子どもの発達の遅れは、3歳頃で顕著になると言われています。この年齢から、幼稚園などにおける社会生活も増えるため、日本では3歳児健診で発達の遅れに関するスクリーニング検査が行われます。

研究グループは、「子どもの健康と環境に関する全国調査(エコチル調査)」のデータ(約10万人のうち有効なデータが得られた約9万人)を用いて、妊娠期のお母さんの魚の摂取量と、生まれた子どもの3歳時点における発達の遅れとの関連を調べました。

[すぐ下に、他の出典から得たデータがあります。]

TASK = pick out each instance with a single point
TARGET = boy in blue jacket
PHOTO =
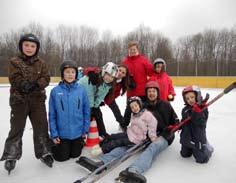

妊娠中のお母さんの魚の摂取量が最も少ない群を基準にして、魚の摂取量と子どもの神経発達が遅めの発生率を比較した結果、妊娠中の魚の摂取量が多い群では、特に「微細運動」「問題解決」「個人・社会」の3つの領域において、神経発達が遅めになる子どもの割合が少なくなるという関連が見られました。

一方、「粗大運動」の領域では、お母さんの魚の摂取量と子どもの神経発達の遅れとの関連は、見られませんでした。

これは生後6か月・1歳時点のデータを用いて行われた過去の調査結果と一致する結果であり、妊娠期の魚摂取の重要性が明らかにされました。